Кожа на предплечьях покрывается мурашками. Мощь в голосе Пророка все еще приводит меня в ужас даже теперь, после всего: эта его безусловная убежденность, абсолютная властность, не терпящая возражений. Я крепко зажмуриваю глаза, изо всех сил сосредоточиваясь на образах воды, утесов, голубого домика, и в конце концов голос затихает, хотя я знаю, что полностью никогда от него не избавлюсь.
Я открываю глаза и сажусь на краешек кровати. Рука невыносимо болит. Как говаривал Хорайзен, хуже всего дела обстоят перед тем, как начнут улучшаться, и я искренне надеюсь, что он был прав, ведь ощущение такое, будто кто-то подносит к моим пальцам огонь, а когда я чешу их через толщу бинтов, то и вовсе кажется, что пришел конец света.
Когда именно, не помню, но в какой-то момент после еды я легла и смежила веки. Мысленные подсчеты указывают, что в общей сложности я, должно быть, проспала около восемнадцати часов с короткими перерывами.

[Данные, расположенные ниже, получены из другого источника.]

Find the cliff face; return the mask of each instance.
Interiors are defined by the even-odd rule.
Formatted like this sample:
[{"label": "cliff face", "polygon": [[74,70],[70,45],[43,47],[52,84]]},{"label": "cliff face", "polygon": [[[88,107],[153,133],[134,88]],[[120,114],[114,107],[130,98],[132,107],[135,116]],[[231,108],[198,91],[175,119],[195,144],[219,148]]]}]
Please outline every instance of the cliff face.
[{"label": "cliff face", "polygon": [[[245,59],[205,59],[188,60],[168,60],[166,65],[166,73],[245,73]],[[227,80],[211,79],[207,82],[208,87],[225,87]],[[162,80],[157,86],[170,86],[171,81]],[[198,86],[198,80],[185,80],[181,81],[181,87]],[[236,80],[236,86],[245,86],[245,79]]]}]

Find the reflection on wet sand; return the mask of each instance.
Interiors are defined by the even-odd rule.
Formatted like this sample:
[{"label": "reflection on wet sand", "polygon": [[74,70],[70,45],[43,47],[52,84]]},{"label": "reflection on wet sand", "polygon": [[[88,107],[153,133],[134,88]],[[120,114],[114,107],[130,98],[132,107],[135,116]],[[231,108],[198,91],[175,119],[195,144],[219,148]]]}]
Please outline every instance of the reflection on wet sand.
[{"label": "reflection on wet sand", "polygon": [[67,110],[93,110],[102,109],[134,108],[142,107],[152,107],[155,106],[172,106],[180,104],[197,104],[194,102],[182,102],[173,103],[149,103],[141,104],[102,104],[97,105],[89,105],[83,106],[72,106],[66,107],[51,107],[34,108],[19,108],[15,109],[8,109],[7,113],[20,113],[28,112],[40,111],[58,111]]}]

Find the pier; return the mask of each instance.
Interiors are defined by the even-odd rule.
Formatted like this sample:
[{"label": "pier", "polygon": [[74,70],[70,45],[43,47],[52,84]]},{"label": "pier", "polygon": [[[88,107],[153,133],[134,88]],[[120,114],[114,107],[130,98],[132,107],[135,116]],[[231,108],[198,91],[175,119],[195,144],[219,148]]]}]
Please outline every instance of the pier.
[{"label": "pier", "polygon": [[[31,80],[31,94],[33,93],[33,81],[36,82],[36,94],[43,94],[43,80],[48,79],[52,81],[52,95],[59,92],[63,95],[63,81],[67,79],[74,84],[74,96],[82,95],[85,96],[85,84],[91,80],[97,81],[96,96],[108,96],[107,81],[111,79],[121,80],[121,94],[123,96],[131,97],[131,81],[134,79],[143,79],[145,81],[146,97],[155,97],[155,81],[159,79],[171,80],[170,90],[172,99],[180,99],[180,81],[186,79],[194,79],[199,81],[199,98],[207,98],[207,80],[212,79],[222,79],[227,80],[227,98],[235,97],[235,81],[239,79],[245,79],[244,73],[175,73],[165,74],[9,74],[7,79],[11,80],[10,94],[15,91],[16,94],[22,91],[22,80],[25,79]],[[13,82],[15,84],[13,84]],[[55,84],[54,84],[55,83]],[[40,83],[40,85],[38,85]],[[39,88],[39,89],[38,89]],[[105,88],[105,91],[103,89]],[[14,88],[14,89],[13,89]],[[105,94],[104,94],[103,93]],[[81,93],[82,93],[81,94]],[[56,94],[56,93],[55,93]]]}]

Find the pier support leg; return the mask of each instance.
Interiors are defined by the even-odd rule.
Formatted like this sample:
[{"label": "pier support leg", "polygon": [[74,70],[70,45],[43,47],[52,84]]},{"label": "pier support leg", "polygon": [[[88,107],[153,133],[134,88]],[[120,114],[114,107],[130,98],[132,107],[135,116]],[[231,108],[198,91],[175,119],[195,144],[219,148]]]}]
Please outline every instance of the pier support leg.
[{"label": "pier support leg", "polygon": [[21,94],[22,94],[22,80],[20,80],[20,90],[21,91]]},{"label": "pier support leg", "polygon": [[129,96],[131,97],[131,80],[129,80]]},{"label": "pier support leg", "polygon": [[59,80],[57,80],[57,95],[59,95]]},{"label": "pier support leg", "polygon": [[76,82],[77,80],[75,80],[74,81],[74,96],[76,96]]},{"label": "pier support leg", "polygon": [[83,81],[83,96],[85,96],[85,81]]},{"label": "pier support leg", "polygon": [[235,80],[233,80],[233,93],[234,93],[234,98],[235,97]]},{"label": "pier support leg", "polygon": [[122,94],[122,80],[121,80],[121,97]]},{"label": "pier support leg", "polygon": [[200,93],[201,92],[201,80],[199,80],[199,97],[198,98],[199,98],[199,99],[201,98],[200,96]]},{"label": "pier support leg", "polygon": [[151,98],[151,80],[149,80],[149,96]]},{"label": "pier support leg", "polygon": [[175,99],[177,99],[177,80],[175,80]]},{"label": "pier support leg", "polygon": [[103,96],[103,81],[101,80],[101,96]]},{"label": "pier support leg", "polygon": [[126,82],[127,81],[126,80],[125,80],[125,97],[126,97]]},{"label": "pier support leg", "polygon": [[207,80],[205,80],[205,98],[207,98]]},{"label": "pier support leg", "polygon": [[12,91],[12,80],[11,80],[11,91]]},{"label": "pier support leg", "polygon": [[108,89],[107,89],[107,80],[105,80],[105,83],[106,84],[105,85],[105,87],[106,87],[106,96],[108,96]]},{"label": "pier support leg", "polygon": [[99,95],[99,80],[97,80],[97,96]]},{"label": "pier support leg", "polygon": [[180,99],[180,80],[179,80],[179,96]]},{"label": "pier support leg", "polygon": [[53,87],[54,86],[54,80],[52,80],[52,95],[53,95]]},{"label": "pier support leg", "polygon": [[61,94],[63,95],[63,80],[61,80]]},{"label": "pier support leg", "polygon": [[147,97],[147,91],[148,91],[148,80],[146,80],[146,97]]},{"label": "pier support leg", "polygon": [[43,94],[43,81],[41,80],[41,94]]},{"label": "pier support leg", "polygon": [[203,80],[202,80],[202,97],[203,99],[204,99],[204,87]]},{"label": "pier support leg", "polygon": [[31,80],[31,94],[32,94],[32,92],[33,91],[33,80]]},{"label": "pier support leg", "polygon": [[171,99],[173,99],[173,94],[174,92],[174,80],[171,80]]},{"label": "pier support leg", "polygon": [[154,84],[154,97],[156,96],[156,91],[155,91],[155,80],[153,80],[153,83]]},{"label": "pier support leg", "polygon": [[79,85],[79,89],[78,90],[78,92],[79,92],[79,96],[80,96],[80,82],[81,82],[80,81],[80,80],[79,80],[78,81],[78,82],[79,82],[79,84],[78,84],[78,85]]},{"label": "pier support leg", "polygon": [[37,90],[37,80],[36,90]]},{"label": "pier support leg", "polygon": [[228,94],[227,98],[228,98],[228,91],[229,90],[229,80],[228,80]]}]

Однако прилива сил я не испытываю, наоборот, чувствую себя измотанной и выжатой как лимон, словно меня раскатали скалкой в тонюсенький блин. Я опустошена.
В замке поворачивается ключ, затем слышен стук, и только после этого дверь открывается. По-моему, стучать смысла нет я не смогла бы помешать кому-то войти, даже если бы захотела, но это, во всяком случае, вежливо.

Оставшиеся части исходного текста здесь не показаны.